Reparations for blacks would only further divide the racial battle lines in this state and country. This very conversation about suggesting it is already bringing more anger and division.
I am Scotts-Irish and Cherokee. My mother’s mother was full blooded Cherokee from the traditional lands of the Cherokee people in the Smoky Mountains region of the Appalachian Mountains, and she was a WW-2 veteran of the Women’s Army Corps. Ever hear of infamous Trail of Tears of the Indian Removal Act of 1838 where the Cherokee people were forcibly removed, their lands stolen, and brutally marched 12,000 miles to Oklahoma, starved along the trail, and only occasional given rancid, spoiled pork to eat? Over 6,000 Native Americans died en-route to those tiny, non self-sustaining reservations in Oklahoma, where they continued to starve and many, many more died. Where’s my reparations for the suffering of my Cherokee ancestors? Oh, that’s right — I’m not black.
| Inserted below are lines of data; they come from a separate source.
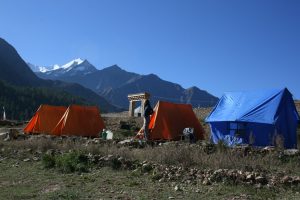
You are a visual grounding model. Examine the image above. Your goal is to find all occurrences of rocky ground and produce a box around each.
[0,107,299,199]
[0,136,300,199]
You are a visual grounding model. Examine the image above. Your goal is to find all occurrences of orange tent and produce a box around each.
[138,101,205,141]
[51,105,105,137]
[24,105,67,134]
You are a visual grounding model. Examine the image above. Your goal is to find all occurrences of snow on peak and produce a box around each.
[61,58,85,69]
[39,66,50,73]
[29,58,97,77]
[53,64,60,70]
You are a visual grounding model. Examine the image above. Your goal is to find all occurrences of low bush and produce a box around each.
[42,151,90,173]
[42,154,56,169]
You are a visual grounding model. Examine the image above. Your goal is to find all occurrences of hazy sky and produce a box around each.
[0,0,299,98]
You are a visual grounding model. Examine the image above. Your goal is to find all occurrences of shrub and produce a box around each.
[55,151,90,173]
[42,154,56,169]
[111,157,122,170]
[42,151,90,173]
Don’t get me started about my Irish ancestors being discriminated against and hated by everyone. The Irish were forced into a horrible form of slavery known as indentured servitude just to pay for the boat ride across the ocean because they were starving in Ireland. Where’s my restitution for the suffering of my Irish ancestors? Oh, that’s right — I’m not black.
Being born and raised in Dixie I will personally attest that the blacks had far more rights and monetary benefits back there than I ever had. For instance, if I applied for a job, and and a black applicant wanted the same job, which happened often, they got the job even though I was far more qualified and the exceedingly the best educated. That Affirmative Action hiring only served to create an inept, racially biased workforce and bitter racial animosities between non-black and black employees. Don’t you dare think for a minute that the racial prejudice is only white against black in Dixie. That door swings both ways.
What I believe this boils down to is Newsom wants to run for president in 2024. Biden got a majority of the black vote, and Newsom wants those black voters at the expense of California taxpayers, no mater how much it hurts us in probably the highest taxed state in this country. If reparations are successful in California, Newsom would dangle that golden carrot to lure in all black voters nationwide. The very point that Newsom is from California where reparations are being pitched will already be a golden feather in his cap for garnering the black vote in the 2024 presidential primary and beyond.
I wish I was in Dixie, away, away…
3 thoughts on “REPARATIONS FOR BLACKS? NO WAY!”
I can relate to Woods letter, I think many of us can, my Dad’s father came from Mexico, my great aunt South Africa, my moms family are Chumash Indian and Spanish, Newsom thinks he can fool us into giving money for something that happened a long time ago, Newsom is evil African Americans are being used. Newsom just wants votes. Just how rotten can a politician be?
Oh my goodness, doesn’t this just sum up how ridiculous things have become in our Country?
Giving reparations to African-Americans three generations removed from the Civil War? In a State that was not even a slave state? Unbelievable!
Next, Chinese-Americans will claim their ancestors were indentured servants that built the railroads in the 1800’s and they will want to get paid!
How come working-class Americans that work hard, raise great families, pay taxes, and act responsibly aren’t getting paid? Don’t they deserve a nice big check?
To What the hell: Thank you for your kind words. It has been far more than 3 generations since the US Civil War. Generations are typically estimated to vary between 20 and 25 years apart. If slavery ended at the end of the Civil War in 1865, it would be estimated as being roughly 7-8 generations ago. Those seeking reparations certainly didn’t know, nor is their current life situation affected by the state of those enslaved ancestors 158 years ago.